6. How to Manage dbt With an Application Layer

dbt handles transformation, testing, documentation, and deployment discipline in the data layer. Low-code platforms like ToolJet fit further up the stack. Its app builder is designed for internal tools such as dashboards, approval workflows, tracking systems, and scheduling apps. Its query layer connects app UI to SQL, NoSQL, vector databases, APIs, spreadsheets, and cloud services.
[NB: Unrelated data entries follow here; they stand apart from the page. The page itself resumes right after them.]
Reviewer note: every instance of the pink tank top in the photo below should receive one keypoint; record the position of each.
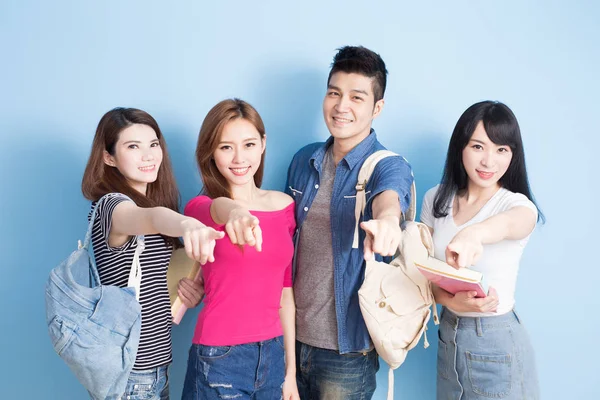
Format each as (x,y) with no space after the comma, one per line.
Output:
(243,287)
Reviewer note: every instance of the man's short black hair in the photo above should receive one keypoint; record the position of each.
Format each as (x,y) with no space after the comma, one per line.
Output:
(360,60)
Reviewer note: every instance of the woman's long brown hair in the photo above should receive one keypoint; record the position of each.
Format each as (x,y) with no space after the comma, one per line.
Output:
(215,184)
(100,179)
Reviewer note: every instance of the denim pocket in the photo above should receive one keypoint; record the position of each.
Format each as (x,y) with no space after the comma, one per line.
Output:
(61,332)
(443,362)
(490,375)
(138,390)
(213,352)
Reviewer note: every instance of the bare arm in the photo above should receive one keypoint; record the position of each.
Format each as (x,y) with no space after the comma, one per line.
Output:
(129,220)
(241,226)
(383,231)
(466,247)
(287,315)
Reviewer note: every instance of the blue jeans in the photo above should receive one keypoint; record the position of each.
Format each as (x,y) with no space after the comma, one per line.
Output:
(328,375)
(487,357)
(148,384)
(246,371)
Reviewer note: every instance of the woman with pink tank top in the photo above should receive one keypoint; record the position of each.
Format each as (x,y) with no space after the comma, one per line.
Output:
(243,345)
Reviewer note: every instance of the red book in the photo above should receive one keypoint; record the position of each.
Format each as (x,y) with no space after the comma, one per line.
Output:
(451,279)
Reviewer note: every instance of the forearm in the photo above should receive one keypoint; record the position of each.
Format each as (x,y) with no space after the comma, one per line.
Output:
(287,315)
(130,220)
(221,208)
(169,222)
(387,205)
(513,224)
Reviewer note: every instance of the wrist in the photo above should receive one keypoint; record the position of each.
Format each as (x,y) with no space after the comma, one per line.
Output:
(290,374)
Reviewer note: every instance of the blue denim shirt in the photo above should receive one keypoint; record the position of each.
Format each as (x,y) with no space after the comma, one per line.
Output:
(392,173)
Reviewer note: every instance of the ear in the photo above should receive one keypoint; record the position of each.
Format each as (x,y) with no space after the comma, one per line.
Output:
(264,143)
(378,108)
(108,159)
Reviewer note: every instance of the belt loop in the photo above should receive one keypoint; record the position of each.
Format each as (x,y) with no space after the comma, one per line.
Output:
(516,316)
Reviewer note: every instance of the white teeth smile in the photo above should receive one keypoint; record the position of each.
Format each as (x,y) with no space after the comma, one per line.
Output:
(344,120)
(239,171)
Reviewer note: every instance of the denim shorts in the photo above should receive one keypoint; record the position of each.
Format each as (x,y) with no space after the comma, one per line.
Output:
(485,357)
(246,371)
(148,384)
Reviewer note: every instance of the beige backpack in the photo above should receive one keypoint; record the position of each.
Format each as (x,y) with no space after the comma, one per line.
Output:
(395,299)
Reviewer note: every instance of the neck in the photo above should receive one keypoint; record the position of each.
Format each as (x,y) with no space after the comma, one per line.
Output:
(140,187)
(341,147)
(476,193)
(246,193)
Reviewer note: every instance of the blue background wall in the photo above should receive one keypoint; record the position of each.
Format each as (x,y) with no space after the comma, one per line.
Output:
(66,63)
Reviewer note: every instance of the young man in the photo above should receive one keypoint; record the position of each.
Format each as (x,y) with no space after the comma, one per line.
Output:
(335,358)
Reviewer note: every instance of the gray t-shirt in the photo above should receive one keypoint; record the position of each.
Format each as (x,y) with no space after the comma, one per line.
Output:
(316,322)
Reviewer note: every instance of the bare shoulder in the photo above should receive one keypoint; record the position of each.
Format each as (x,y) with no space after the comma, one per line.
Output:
(277,200)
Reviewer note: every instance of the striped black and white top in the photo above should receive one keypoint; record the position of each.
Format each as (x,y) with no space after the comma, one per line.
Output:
(114,264)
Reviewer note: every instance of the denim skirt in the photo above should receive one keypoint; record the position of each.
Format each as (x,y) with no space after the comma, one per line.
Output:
(485,357)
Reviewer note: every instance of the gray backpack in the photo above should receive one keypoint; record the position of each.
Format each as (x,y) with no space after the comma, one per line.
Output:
(94,328)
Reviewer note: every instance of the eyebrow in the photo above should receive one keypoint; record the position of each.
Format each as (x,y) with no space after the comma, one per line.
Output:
(245,140)
(351,90)
(477,141)
(138,141)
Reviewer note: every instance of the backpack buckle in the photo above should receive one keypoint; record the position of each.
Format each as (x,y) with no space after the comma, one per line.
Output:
(360,187)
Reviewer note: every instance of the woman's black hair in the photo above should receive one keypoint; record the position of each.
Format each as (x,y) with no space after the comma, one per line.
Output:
(502,128)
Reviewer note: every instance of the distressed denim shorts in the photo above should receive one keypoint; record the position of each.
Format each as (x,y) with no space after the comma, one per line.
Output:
(149,384)
(485,357)
(246,371)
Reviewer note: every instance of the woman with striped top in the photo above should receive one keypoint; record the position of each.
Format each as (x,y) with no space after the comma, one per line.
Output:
(130,164)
That makes the fit fairly direct. Teams can use dbt to define and govern data models, then use ToolJet as the application layer where business teams actually work with that data. ToolJet also directly supports warehouse connections such as Snowflake, BigQuery, CouchBase, and Databricks. That makes it a reasonable layer for internal dashboards, review flows, finance tools, and operational consoles built on top of governed data.

7. Conclusion

The companies using dbt span finance, retail, travel, healthcare, media, and SaaS. The pattern is consistent. They use dbt when analytics needs stronger governance, clearer lineage, tested transformation logic, and a shared development workflow across teams. That is also how dbt describes the platform: software engineering practices applied to analytics so data work becomes more reliable and scalable.

The company examples make that concrete. Rocket Money used dbt in a SOX-sensitive reporting environment, JetBlue used it across a large migration of sources and models, and Vivian Health uses dbt across analytics, internal dashboards, and machine learning training data.

So the answer to the original question is simple. Companies use dbt when data becomes core infrastructure rather than a support function. At that point, the value is less about writing SQL faster and more about making analytics dependable enough to run the business.